South Carolina lawmakers voted Wednesday to formally rebuke Gov. Mark Sanford for secret trips to see his Argentine mistress and misuse of state planes.
One of the visits was in 2008 during a taxpayer-funded trip to South America that was supposed to be an economic development mission. The other was in June, when Sanford disappeared from the state and left no one in charge.
The House Judiciary Committee unanimously approved a rebuke that says the governor brought "ridicule, dishonor, disgrace and shame" to the state. Members agreed with a smaller panel's decision a week earlier that Sanford's missteps did not warrant impeachment.
The larger committee voted down an effort to remove him 18-6, despite pleas from some members to let the full House vote on impeachment.
"A vote for censure is not an endorsement for the governor's conduct," said state Rep. James Smith, D-Columbia, who argued an impeachment trial would be a distraction when the state has more important things to worry about. "It's quite the contrary."
The rebuke still requires majority votes in the House and Senate. Those likely won't happen till next year.
Sanford has been under scrutiny since June, when he returned from a secret trip to Argentina and tearfully revealed his affair with a woman named Maria Belen Chapur. His staff had told reporters he was hiking the Appalachian Trail.
Probes of his travel and campaign spending led to more than three dozen ethics charges and the potential for $74,000 in fines. Lawmakers considered a handful of those charges in reaching their censure decision, saying the governor violated the public's trust in part by using state planes for personal and political trips.
Sanford's second, final term ends in January 2011. His wife, Jenny, filed for divorce last week, citing adultery.
Mark Sanford is the first South Carolina governor to face censure. Only eight U.S. governors have been removed by impeachment, and the only two removed in the last 80 years each faced criminal charges.
Some lawmakers still said Wednesday Sanford should lose his job, contending he abused his power in taking the trips and was derelict in his duty by leaving the state.

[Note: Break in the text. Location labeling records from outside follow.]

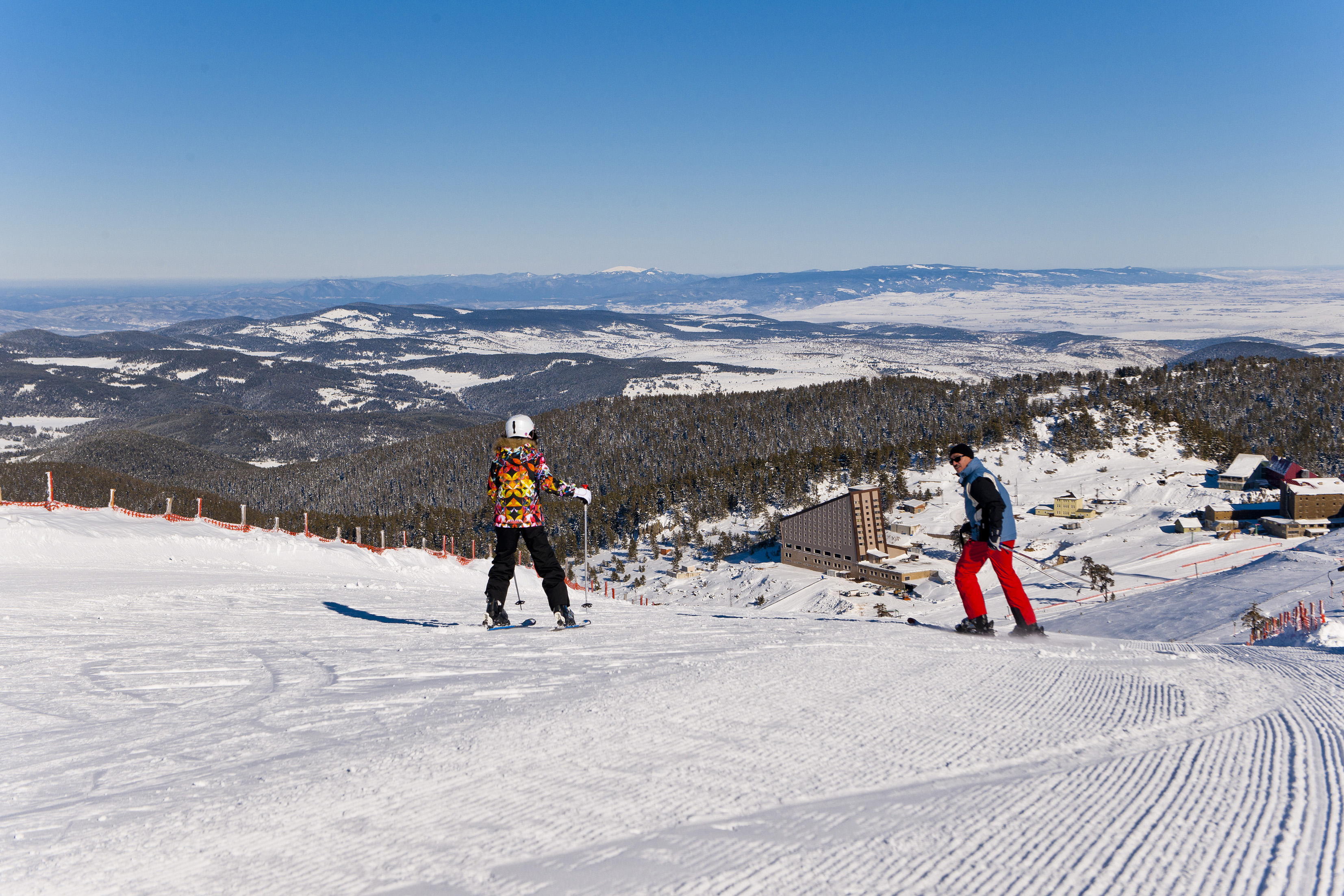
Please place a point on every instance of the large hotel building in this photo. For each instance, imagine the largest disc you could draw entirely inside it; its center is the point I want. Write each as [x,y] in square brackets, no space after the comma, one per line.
[838,534]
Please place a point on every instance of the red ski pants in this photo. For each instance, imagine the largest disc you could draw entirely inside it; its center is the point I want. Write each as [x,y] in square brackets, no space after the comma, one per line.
[973,600]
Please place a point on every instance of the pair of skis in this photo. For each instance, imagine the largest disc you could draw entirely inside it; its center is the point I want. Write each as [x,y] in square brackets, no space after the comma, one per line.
[529,624]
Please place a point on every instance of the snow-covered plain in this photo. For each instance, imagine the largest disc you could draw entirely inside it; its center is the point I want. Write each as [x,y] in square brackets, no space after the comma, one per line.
[190,710]
[1293,306]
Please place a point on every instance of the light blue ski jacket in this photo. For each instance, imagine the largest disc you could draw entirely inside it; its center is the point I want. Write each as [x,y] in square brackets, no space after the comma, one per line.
[975,514]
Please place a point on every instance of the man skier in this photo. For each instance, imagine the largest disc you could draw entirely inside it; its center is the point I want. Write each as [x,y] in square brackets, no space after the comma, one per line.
[518,473]
[992,534]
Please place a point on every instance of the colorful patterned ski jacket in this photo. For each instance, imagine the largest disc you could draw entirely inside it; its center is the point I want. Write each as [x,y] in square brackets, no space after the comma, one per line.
[518,476]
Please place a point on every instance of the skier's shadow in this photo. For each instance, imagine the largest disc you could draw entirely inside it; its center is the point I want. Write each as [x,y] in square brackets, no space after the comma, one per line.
[373,617]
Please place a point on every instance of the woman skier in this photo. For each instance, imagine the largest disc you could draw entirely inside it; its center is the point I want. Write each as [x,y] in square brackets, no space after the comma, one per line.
[518,476]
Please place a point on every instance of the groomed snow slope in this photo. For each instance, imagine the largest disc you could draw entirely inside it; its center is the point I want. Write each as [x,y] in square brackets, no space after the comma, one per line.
[189,711]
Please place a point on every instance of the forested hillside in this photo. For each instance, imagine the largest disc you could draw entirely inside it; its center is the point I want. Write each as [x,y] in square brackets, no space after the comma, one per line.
[702,456]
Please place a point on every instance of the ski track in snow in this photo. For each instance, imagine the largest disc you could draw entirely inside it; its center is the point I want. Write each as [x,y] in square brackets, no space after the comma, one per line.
[186,710]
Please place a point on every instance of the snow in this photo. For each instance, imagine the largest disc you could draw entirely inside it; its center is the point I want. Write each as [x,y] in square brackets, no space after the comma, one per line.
[194,710]
[449,381]
[1292,306]
[46,422]
[101,363]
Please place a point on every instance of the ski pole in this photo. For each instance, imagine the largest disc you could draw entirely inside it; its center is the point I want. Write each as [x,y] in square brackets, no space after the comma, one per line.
[517,589]
[1042,570]
[588,586]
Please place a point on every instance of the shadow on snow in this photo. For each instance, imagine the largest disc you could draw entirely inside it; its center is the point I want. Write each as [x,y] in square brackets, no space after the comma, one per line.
[373,617]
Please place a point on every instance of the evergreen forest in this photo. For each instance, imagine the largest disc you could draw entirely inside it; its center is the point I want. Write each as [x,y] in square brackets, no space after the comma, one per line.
[708,456]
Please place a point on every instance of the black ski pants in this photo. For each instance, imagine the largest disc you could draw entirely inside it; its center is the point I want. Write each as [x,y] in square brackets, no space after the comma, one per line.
[547,567]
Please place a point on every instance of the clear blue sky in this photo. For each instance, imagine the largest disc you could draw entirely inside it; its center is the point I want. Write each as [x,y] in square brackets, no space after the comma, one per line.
[315,140]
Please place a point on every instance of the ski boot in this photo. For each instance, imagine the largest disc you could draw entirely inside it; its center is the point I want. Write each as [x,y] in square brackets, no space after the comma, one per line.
[495,616]
[980,625]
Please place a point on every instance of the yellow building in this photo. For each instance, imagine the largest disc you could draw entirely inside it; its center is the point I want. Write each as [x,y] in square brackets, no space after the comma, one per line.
[1072,507]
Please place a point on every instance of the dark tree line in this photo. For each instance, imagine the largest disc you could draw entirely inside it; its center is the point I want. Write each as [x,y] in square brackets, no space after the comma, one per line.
[701,457]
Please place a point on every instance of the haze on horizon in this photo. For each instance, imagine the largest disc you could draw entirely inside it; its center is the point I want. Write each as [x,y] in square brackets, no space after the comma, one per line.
[249,141]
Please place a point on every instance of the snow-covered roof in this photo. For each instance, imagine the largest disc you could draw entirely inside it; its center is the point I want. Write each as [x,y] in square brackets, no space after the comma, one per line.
[1245,465]
[1320,486]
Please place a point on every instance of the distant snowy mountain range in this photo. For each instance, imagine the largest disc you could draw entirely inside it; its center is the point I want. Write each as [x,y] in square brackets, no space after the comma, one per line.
[85,308]
[339,379]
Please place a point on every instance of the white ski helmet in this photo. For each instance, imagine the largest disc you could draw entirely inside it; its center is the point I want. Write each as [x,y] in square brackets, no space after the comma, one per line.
[519,426]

State Rep. Greg Delleney, the most vocal proponent of impeachment, said Sanford "through his own deceitful behavior has lost all moral authority."
"It is about abuse of power by Mark Sanford," said Delleney, R-Chester.
Lawmakers also focused on a state-funded trip in 2008 during which the governor's longtime friendship with Chapur turned physical. After he revealed the relationship this summer, Sanford reimbursed the state for part of the prior year's trip. He has maintained that he traveled to Buenos Aires for economic development meetings following a dove hunting excursion elsewhere and says the meeting with Chapur was an afterthought.
Critics contend Sanford steered the Commerce Department to get him to Buenos Aires to see Chapur and questioned how seriously any state business was taken while he was there.